Why does a particular horse accept being touched and rubbed all over except for his ears? He hasn't been "eared" or hurt in any way. He has no reason to expect being hurt. He simply has never been desensitized to touch in that "compartment" and now has produced a habitual behavioral response that keeping everyone away from his ears is the thing to do.
Why does a particular horse who is quite comfortable with humans around his head and shoulders shy and threaten to kick when someone approaches his hind end? He can see perfectly well back there and like the human perched on the fence, he surely knows who this person is. He's never been attacked by a human from the rear yet he is instinctively defensive.
Each horse has a different level of innate defensiveness. Some are pretty laid back and accepting while others may range through the spectrum to dangerously reactive. But the fundamental behavioral triggers remain the same throughout all of these animals.
Stress creates defensiveness in the horse. Defensiveness typically strengthens compartmental boundaries. This explains why the laid back horse seems to accept everything while the uptight horse has hundreds of worry points.

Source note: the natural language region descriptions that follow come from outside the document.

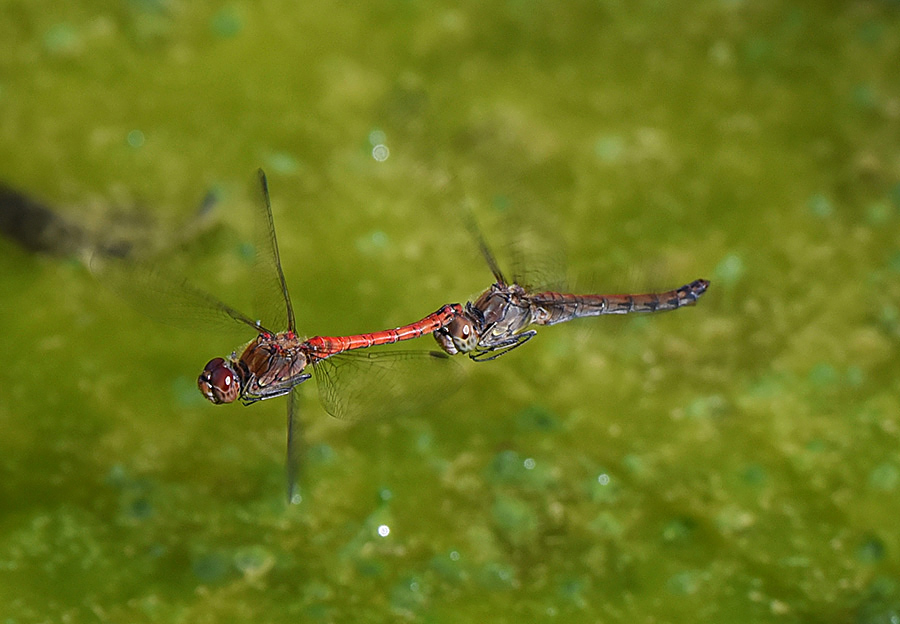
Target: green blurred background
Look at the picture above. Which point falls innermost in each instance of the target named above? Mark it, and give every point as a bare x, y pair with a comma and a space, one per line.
733, 462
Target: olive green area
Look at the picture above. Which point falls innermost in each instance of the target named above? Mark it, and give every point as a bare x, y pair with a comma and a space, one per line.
738, 461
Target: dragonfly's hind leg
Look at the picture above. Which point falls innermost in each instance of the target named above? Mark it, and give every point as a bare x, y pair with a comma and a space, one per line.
502, 347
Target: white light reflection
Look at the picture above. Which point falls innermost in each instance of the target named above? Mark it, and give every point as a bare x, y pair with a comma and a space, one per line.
380, 152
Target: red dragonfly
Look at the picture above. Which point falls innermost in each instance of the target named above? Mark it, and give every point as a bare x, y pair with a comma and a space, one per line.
275, 363
501, 318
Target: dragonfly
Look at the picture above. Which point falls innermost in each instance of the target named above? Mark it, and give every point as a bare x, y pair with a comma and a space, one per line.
275, 363
501, 318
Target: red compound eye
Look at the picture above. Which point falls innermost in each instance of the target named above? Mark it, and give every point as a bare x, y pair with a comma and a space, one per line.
218, 382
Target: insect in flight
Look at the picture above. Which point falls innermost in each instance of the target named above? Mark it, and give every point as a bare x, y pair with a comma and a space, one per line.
351, 383
501, 319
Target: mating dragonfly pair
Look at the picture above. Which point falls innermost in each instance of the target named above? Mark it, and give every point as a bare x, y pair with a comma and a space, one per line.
275, 363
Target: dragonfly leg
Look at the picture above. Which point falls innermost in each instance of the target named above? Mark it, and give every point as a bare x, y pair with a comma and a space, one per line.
502, 347
275, 390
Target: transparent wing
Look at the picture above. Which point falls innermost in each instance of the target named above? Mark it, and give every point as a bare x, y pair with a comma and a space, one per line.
537, 256
534, 257
270, 293
167, 298
294, 448
371, 384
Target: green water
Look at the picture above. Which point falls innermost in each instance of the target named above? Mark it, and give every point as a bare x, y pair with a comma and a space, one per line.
733, 462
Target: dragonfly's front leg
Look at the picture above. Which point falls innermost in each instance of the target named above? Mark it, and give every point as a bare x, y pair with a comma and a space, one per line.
501, 347
275, 390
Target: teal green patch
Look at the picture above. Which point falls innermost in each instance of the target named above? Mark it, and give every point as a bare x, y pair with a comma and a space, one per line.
609, 148
62, 39
537, 418
211, 567
754, 475
885, 477
135, 139
823, 375
227, 23
821, 206
283, 163
729, 271
871, 550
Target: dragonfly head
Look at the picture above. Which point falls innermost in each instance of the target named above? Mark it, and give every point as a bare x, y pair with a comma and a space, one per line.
458, 336
219, 382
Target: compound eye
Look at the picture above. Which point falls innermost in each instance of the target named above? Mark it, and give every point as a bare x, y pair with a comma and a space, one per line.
218, 382
463, 334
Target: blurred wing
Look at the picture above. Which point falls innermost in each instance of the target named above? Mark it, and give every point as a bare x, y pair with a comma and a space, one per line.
537, 257
371, 384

There are several approaches that we consider part of the Least Resistance "family" of horse training methods. While the mechanics of some of these approaches may differ greatly, the consistency between these approaches is that when applied correctly they reduce stress in the horse, raise the horse's level of consciousness, diffuse the horse's defensive compartmentation and promote comparative thinking on the part of the horse (what is OK in compartment "A" is therefore OK in the other compartments.)